Session Type: Poster Session (Monday)
Session Time: 9:00AM-11:00AM
Background/Purpose: Tofacitinib (TOFA) is an oral, small molecule drug which can be used as an alternative to biologic disease modifying antirheumatic drugs (bDMARDs) for rheumatoid arthritis (RA) treatment and is prescribed alone or with methotrexate (MTX). We aimed to evaluate the discontinuation rate of this drug, with and without concurrent MTX, and with and without prior biologic use, in patients with RA in the Ontario Best Practices Research Initiative (OBRI).

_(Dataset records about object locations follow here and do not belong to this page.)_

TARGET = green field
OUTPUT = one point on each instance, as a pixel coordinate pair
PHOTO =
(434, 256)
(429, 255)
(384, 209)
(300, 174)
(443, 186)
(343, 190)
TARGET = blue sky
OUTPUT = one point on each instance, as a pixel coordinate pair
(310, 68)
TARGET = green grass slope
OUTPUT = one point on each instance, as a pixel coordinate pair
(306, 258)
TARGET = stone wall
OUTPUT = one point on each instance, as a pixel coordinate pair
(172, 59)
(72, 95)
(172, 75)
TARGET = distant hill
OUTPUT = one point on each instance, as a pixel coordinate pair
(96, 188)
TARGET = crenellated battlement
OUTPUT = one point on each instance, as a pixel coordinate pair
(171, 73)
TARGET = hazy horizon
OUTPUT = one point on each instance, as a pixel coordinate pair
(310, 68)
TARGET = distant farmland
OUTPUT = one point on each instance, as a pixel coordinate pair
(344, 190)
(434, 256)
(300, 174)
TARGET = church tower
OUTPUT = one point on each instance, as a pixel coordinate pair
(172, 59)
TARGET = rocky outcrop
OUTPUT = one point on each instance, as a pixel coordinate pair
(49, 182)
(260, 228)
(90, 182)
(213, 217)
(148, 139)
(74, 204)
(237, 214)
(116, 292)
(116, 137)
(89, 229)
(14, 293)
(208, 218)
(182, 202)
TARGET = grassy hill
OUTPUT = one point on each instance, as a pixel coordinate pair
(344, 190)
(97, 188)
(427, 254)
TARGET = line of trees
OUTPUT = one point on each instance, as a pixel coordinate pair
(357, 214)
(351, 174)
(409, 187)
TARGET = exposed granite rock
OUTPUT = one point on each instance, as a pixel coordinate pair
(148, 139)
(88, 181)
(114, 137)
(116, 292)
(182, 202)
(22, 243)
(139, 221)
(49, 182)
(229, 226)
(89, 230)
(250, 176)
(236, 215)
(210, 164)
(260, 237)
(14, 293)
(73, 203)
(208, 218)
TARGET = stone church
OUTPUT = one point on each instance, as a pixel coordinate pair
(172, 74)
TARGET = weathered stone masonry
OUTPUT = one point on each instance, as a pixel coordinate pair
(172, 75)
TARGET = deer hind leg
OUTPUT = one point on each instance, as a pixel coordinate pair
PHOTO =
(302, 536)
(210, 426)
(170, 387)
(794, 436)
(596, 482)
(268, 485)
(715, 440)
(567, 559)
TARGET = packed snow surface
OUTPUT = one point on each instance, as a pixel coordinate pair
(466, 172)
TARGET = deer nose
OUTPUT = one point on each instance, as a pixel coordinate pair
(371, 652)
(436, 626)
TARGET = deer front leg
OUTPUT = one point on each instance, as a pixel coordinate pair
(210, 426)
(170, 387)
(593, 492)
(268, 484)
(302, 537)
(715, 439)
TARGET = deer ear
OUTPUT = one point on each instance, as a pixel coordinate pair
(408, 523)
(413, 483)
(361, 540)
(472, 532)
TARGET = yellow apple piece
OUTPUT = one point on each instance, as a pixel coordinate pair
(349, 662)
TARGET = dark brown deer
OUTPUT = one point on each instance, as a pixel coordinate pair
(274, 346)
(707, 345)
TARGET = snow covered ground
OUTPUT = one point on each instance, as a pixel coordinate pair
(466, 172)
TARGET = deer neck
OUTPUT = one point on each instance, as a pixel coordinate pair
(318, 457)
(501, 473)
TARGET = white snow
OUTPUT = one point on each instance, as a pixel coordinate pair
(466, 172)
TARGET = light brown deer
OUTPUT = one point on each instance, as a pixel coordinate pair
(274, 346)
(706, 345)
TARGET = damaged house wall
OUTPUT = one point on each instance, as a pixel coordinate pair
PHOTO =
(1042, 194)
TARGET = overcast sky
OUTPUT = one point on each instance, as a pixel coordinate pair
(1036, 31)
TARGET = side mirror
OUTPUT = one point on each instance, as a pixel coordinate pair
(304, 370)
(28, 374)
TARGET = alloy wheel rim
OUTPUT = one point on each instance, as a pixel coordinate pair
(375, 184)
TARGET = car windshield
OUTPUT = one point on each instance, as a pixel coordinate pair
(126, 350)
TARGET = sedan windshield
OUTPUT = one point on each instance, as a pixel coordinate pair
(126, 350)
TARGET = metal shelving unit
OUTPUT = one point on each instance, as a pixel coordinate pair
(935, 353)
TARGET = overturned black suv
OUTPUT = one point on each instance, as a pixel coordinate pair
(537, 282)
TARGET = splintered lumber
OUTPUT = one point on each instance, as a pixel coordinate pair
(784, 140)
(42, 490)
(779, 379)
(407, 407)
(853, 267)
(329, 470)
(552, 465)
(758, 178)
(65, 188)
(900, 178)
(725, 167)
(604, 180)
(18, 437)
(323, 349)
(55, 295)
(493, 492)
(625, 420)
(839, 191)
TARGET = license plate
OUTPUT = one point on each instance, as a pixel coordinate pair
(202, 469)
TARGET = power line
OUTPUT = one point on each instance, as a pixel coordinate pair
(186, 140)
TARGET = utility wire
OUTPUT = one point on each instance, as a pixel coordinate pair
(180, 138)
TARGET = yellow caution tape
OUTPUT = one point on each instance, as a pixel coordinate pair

Methods: RA patients enrolled in the OBRI initiating their TOFA within 30 days prior to or any time after enrolment between 1st June 2014 (TOFA approval date in Canada) and 31st Dec 2017 were included. Patients were excluded if they had ≤ 2 visits and ≤ 6 months’ follow-up. Time to discontinuation due to (1) any reason, (2) lack/loss of response, and 3) adverse events (AEs) were assessed using Kaplan-Meier survival to compare patients 1) with and without MTX use; 2) with or without prior biologic use at initiation of TOFA was assessed using Kaplan-Meier survival analysis. Cox proportional hazards regression model was also used to assess TOFA discontinuation adjusting for propensity score to balance the two treatment groups.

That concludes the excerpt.